Capital One Services, LLC

Inventor(s)

Micah Price of The Colony TX (US)

Avid Ghamsari of Carrollton TX (US)

Qiaochu Tang of Frisco TX (US)

Geoffrey Dagley of McKinney TX (US)

Staeven Duckworth of Oak Point TX (US)

Recommendation Network Using Machine Learning - A simplified explanation of the abstract

This abstract first appeared for US patent application 18407739 titled 'Recommendation Network Using Machine Learning

Simplified Explanation

Methods, systems, and apparatuses are described herein for providing purchase recommendations by analyzing social networks using machine learning. A machine learning model may be trained to select one or more of the first plurality of users. Purchase intention data that indicates an intention of a first user to acquire a type of asset may be received. Social networking data that comprises a plurality of associations between a second plurality of users may be received. Purchase history data indicating one or more purchases, of one or more assets associated with the type of asset, made by the second plurality of users may be received. The trained machine learning model may be provided the data. In return, the trained machine learning model may provide an indication of a second user. A notification may be sent to the second user.

  • Machine learning model used to analyze social networks for purchase recommendations
  • Trained model selects users based on purchase intention and social networking data
  • Provides recommendations based on purchase history of similar users
  • Sends notifications to users based on recommendations

Potential Applications

The technology can be applied in e-commerce platforms, social media networks, and online advertising to provide personalized purchase recommendations to users.

Problems Solved

This technology helps users discover products or services they may be interested in based on their social network connections and purchase history, improving user experience and increasing sales for businesses.

Benefits

- Personalized purchase recommendations - Increased user engagement and satisfaction - Higher conversion rates for businesses

Potential Commercial Applications

"Enhancing User Experience and Sales through Social Network Analysis for Purchase Recommendations"

Possible Prior Art

One possible prior art could be collaborative filtering algorithms used in e-commerce platforms to recommend products based on user behavior and preferences.

=== What are the limitations of this technology in providing accurate purchase recommendations? The accuracy of purchase recommendations may be limited by the quality and quantity of data available for analysis, as well as the complexity of user preferences and behavior.

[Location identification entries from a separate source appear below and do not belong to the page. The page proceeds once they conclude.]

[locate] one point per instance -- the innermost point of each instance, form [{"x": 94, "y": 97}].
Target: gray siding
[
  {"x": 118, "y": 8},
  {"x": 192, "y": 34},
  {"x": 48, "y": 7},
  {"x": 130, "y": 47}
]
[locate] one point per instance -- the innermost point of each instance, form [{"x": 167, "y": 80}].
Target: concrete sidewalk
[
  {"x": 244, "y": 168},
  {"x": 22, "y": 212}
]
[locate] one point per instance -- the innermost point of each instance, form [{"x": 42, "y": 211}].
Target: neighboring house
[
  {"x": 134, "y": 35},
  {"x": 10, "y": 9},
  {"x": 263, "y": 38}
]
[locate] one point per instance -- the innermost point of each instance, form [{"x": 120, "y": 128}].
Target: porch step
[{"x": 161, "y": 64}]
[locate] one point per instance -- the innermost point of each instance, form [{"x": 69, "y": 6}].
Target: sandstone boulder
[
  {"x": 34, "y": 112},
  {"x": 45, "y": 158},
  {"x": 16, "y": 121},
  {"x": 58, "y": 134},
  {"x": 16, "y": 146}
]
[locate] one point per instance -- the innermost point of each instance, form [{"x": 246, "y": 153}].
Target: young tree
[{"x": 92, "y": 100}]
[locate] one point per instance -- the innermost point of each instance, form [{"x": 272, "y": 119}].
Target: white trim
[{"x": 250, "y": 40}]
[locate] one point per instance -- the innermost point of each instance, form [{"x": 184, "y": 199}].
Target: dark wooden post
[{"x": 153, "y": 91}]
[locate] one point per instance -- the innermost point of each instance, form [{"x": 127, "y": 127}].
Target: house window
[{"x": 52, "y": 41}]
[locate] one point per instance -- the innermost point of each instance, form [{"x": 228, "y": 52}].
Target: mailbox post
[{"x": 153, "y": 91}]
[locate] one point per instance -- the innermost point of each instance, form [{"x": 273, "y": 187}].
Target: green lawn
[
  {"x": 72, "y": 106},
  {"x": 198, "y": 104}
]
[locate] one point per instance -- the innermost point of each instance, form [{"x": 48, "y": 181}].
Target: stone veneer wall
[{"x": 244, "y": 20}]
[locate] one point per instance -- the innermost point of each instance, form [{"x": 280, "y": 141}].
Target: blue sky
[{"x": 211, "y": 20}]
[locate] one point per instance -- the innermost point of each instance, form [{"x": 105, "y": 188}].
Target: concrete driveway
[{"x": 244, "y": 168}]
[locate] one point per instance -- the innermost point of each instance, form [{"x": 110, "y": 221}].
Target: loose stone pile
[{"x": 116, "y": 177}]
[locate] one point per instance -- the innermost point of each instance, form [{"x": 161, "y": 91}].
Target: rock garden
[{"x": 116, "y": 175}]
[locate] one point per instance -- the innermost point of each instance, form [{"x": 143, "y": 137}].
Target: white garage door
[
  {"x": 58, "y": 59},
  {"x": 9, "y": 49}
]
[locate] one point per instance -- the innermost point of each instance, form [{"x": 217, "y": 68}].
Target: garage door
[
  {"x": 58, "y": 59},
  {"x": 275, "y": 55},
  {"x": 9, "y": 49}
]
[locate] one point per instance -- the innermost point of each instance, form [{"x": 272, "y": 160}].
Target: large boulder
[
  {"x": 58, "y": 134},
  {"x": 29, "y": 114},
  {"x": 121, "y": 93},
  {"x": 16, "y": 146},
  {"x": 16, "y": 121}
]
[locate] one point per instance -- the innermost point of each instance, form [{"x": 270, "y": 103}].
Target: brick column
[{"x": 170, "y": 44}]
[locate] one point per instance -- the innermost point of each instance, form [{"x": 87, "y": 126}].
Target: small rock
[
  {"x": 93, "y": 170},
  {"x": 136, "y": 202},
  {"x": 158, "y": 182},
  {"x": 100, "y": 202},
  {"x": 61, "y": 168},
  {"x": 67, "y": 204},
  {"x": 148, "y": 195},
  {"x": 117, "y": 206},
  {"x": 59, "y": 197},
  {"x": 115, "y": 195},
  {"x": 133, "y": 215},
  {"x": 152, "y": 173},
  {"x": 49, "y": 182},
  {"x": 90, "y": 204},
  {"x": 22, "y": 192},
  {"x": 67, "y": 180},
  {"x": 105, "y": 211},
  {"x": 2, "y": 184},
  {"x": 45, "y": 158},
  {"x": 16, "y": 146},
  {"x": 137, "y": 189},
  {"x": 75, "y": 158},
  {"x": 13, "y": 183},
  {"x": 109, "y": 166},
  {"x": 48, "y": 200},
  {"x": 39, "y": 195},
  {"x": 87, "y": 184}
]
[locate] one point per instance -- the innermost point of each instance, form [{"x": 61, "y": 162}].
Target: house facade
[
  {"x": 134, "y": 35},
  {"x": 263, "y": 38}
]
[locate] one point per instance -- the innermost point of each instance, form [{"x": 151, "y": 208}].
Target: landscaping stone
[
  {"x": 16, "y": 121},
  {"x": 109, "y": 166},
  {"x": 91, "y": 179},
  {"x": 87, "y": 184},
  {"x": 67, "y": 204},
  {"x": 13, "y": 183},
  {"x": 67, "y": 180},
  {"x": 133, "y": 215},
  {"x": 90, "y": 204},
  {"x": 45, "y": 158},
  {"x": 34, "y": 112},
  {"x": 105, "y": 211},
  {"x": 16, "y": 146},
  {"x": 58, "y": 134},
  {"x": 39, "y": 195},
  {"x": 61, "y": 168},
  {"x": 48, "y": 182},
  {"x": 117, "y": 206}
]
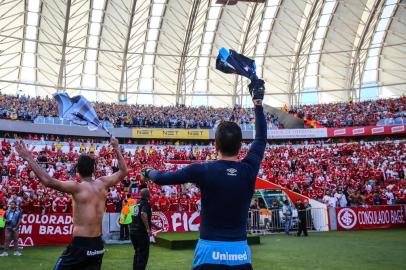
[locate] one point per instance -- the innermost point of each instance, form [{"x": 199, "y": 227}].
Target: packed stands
[
  {"x": 27, "y": 108},
  {"x": 363, "y": 173},
  {"x": 345, "y": 114}
]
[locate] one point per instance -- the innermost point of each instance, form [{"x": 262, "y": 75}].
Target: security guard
[
  {"x": 125, "y": 220},
  {"x": 2, "y": 221},
  {"x": 140, "y": 231},
  {"x": 302, "y": 214}
]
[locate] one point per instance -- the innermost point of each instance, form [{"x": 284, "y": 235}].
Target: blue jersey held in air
[{"x": 226, "y": 188}]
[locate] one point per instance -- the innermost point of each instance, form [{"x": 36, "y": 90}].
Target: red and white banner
[
  {"x": 177, "y": 221},
  {"x": 45, "y": 230},
  {"x": 300, "y": 133},
  {"x": 56, "y": 229},
  {"x": 373, "y": 217},
  {"x": 365, "y": 131}
]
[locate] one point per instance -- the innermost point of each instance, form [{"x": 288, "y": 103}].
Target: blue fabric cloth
[
  {"x": 229, "y": 61},
  {"x": 221, "y": 253},
  {"x": 78, "y": 110},
  {"x": 12, "y": 218},
  {"x": 226, "y": 188}
]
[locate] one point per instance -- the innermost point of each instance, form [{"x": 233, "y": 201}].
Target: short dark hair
[
  {"x": 228, "y": 138},
  {"x": 85, "y": 165}
]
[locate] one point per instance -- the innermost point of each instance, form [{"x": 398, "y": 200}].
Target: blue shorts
[{"x": 222, "y": 255}]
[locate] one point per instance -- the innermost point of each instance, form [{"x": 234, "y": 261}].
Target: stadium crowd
[
  {"x": 120, "y": 115},
  {"x": 345, "y": 114},
  {"x": 364, "y": 173}
]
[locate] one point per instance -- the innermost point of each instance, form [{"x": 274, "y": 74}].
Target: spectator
[
  {"x": 287, "y": 213},
  {"x": 13, "y": 219},
  {"x": 302, "y": 217},
  {"x": 344, "y": 114}
]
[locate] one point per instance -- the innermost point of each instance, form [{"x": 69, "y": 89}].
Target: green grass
[
  {"x": 385, "y": 249},
  {"x": 180, "y": 236}
]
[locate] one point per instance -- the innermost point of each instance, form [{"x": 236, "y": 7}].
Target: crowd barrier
[
  {"x": 369, "y": 217},
  {"x": 196, "y": 134},
  {"x": 56, "y": 229},
  {"x": 272, "y": 221}
]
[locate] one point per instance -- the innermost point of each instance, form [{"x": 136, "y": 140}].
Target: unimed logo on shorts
[
  {"x": 347, "y": 218},
  {"x": 219, "y": 256}
]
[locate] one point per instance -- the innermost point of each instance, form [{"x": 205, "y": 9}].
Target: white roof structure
[{"x": 163, "y": 52}]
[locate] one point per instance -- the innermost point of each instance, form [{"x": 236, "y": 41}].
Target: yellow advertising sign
[{"x": 162, "y": 133}]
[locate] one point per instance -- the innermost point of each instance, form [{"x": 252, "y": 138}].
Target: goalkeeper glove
[
  {"x": 145, "y": 173},
  {"x": 257, "y": 89}
]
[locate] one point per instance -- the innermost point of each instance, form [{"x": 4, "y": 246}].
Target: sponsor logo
[
  {"x": 378, "y": 130},
  {"x": 347, "y": 218},
  {"x": 95, "y": 252},
  {"x": 218, "y": 256},
  {"x": 160, "y": 220},
  {"x": 398, "y": 129},
  {"x": 232, "y": 172},
  {"x": 358, "y": 131},
  {"x": 339, "y": 132}
]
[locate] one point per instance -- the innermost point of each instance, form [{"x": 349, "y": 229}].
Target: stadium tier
[
  {"x": 346, "y": 114},
  {"x": 362, "y": 173}
]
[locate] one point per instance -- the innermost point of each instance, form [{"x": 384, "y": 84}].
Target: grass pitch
[{"x": 385, "y": 249}]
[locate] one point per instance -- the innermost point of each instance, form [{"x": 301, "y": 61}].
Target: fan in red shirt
[
  {"x": 164, "y": 203},
  {"x": 46, "y": 203},
  {"x": 36, "y": 205},
  {"x": 59, "y": 204},
  {"x": 174, "y": 203},
  {"x": 184, "y": 203},
  {"x": 110, "y": 205}
]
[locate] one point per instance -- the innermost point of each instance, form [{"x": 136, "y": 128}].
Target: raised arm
[
  {"x": 64, "y": 186},
  {"x": 257, "y": 149},
  {"x": 189, "y": 174},
  {"x": 113, "y": 179}
]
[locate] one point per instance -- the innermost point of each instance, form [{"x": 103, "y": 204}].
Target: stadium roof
[{"x": 163, "y": 51}]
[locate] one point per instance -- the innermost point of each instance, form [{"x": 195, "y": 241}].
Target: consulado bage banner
[
  {"x": 372, "y": 217},
  {"x": 171, "y": 133},
  {"x": 56, "y": 229}
]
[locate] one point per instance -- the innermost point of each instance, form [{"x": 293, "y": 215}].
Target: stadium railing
[{"x": 273, "y": 221}]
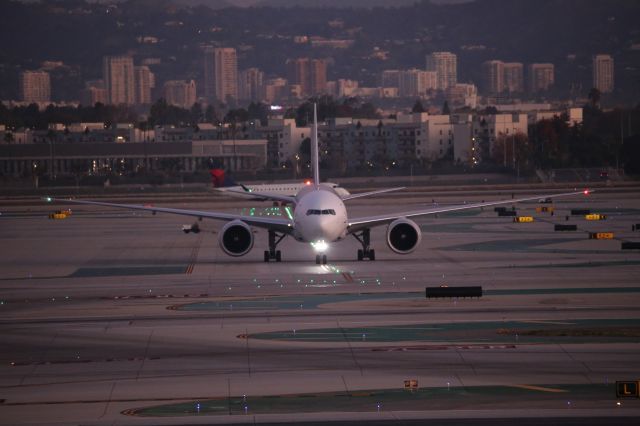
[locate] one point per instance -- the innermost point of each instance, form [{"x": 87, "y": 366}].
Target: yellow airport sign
[
  {"x": 411, "y": 384},
  {"x": 60, "y": 214},
  {"x": 545, "y": 209},
  {"x": 595, "y": 216},
  {"x": 627, "y": 389},
  {"x": 522, "y": 219},
  {"x": 601, "y": 235}
]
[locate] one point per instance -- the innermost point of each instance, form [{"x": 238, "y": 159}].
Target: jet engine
[
  {"x": 236, "y": 238},
  {"x": 403, "y": 236}
]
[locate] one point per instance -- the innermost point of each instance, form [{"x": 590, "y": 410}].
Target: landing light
[{"x": 320, "y": 246}]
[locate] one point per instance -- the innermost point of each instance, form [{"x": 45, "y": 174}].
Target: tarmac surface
[{"x": 113, "y": 317}]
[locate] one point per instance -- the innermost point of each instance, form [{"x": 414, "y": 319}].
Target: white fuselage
[
  {"x": 319, "y": 215},
  {"x": 285, "y": 189}
]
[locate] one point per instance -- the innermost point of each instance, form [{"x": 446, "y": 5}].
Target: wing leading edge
[
  {"x": 272, "y": 223},
  {"x": 357, "y": 224}
]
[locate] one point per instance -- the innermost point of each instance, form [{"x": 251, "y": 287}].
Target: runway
[{"x": 119, "y": 318}]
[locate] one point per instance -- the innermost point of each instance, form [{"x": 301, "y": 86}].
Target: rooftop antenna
[{"x": 314, "y": 149}]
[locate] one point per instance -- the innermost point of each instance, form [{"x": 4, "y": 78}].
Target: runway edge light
[{"x": 627, "y": 389}]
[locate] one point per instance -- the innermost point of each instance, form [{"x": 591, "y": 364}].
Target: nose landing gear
[
  {"x": 272, "y": 253},
  {"x": 366, "y": 252}
]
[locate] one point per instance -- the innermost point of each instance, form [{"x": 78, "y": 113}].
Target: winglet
[{"x": 314, "y": 149}]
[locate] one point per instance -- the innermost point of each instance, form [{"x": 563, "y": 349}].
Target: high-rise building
[
  {"x": 446, "y": 65},
  {"x": 220, "y": 73},
  {"x": 180, "y": 93},
  {"x": 603, "y": 73},
  {"x": 298, "y": 73},
  {"x": 250, "y": 85},
  {"x": 514, "y": 77},
  {"x": 143, "y": 82},
  {"x": 346, "y": 87},
  {"x": 390, "y": 78},
  {"x": 309, "y": 74},
  {"x": 415, "y": 82},
  {"x": 317, "y": 76},
  {"x": 275, "y": 89},
  {"x": 493, "y": 76},
  {"x": 119, "y": 79},
  {"x": 94, "y": 92},
  {"x": 35, "y": 86},
  {"x": 541, "y": 77}
]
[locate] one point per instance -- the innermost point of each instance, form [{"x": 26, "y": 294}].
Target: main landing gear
[
  {"x": 366, "y": 252},
  {"x": 272, "y": 253}
]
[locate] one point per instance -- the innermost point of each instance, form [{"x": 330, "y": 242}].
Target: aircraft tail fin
[{"x": 315, "y": 157}]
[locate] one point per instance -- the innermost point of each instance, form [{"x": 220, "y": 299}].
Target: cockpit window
[{"x": 318, "y": 212}]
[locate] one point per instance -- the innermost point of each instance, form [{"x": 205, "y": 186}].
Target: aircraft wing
[
  {"x": 272, "y": 223},
  {"x": 262, "y": 196},
  {"x": 366, "y": 194},
  {"x": 357, "y": 224}
]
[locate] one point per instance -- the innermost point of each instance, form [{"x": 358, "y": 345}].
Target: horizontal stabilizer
[{"x": 366, "y": 194}]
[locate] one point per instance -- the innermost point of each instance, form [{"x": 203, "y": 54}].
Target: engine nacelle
[
  {"x": 403, "y": 236},
  {"x": 236, "y": 238}
]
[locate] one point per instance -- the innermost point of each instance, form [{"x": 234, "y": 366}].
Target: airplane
[
  {"x": 318, "y": 217},
  {"x": 224, "y": 184}
]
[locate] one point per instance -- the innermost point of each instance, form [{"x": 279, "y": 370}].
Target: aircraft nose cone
[{"x": 322, "y": 230}]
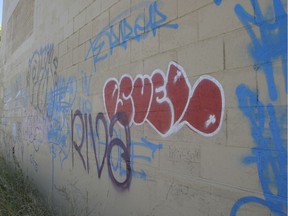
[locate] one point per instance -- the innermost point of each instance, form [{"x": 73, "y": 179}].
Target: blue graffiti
[
  {"x": 272, "y": 43},
  {"x": 268, "y": 129},
  {"x": 218, "y": 2},
  {"x": 268, "y": 123},
  {"x": 60, "y": 100},
  {"x": 142, "y": 27},
  {"x": 84, "y": 103},
  {"x": 143, "y": 143},
  {"x": 61, "y": 96}
]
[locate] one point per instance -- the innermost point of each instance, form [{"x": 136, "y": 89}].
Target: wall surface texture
[{"x": 148, "y": 107}]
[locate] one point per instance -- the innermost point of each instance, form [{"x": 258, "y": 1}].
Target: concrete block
[
  {"x": 93, "y": 10},
  {"x": 203, "y": 57},
  {"x": 215, "y": 167},
  {"x": 63, "y": 48},
  {"x": 73, "y": 41},
  {"x": 78, "y": 54},
  {"x": 79, "y": 20},
  {"x": 187, "y": 6},
  {"x": 186, "y": 33},
  {"x": 68, "y": 29},
  {"x": 217, "y": 22},
  {"x": 236, "y": 49},
  {"x": 85, "y": 33},
  {"x": 105, "y": 4},
  {"x": 67, "y": 60},
  {"x": 121, "y": 8}
]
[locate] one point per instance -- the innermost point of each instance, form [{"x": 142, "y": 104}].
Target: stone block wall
[{"x": 144, "y": 107}]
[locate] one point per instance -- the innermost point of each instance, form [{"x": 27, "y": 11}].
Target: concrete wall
[{"x": 134, "y": 107}]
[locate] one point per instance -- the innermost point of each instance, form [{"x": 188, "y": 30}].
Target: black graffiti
[
  {"x": 110, "y": 142},
  {"x": 42, "y": 73}
]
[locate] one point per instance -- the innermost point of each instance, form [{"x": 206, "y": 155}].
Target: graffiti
[
  {"x": 84, "y": 103},
  {"x": 60, "y": 100},
  {"x": 271, "y": 44},
  {"x": 128, "y": 31},
  {"x": 41, "y": 75},
  {"x": 34, "y": 129},
  {"x": 33, "y": 162},
  {"x": 167, "y": 102},
  {"x": 115, "y": 149},
  {"x": 270, "y": 153},
  {"x": 110, "y": 143},
  {"x": 218, "y": 2},
  {"x": 143, "y": 143},
  {"x": 268, "y": 123}
]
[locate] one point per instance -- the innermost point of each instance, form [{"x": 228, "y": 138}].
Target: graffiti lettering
[
  {"x": 268, "y": 123},
  {"x": 167, "y": 102},
  {"x": 155, "y": 21},
  {"x": 110, "y": 143},
  {"x": 41, "y": 74}
]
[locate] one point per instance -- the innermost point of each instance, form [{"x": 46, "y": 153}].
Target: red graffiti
[{"x": 169, "y": 102}]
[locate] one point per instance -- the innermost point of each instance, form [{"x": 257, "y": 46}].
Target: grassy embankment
[{"x": 17, "y": 194}]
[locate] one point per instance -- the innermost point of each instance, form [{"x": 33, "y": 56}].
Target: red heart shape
[{"x": 205, "y": 109}]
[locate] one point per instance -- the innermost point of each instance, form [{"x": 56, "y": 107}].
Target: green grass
[{"x": 17, "y": 194}]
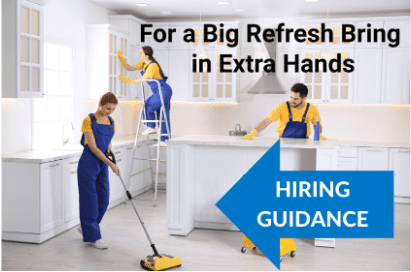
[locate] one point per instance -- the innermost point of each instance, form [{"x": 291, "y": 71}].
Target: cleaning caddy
[{"x": 287, "y": 245}]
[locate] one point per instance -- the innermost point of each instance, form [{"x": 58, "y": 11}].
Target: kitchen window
[{"x": 52, "y": 116}]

=== How can user privacy be protected while utilizing social network data for purchase recommendations? User privacy can be protected by implementing strict data anonymization and encryption protocols, obtaining user consent for data usage, and adhering to data protection regulations such as GDPR.


Original Abstract Submitted

Methods, systems, and apparatuses are described herein for providing purchase recommendations by analyzing social networks using machine learning. A machine learning model may be trained to select one or more of the first plurality of users. Purchase intention data that indicates an intention of a first user to acquire a type of asset may be received. Social networking data that comprises a plurality of associations between a second plurality of users may be received. Purchase history data indicating one or more purchases, of one or more assets associated with the type of asset, made by the second plurality of users may be received. The trained machine learning model may be provided the data. In return, the trained machine learning model may provide an indication of a second user. A notification may be sent to the second user.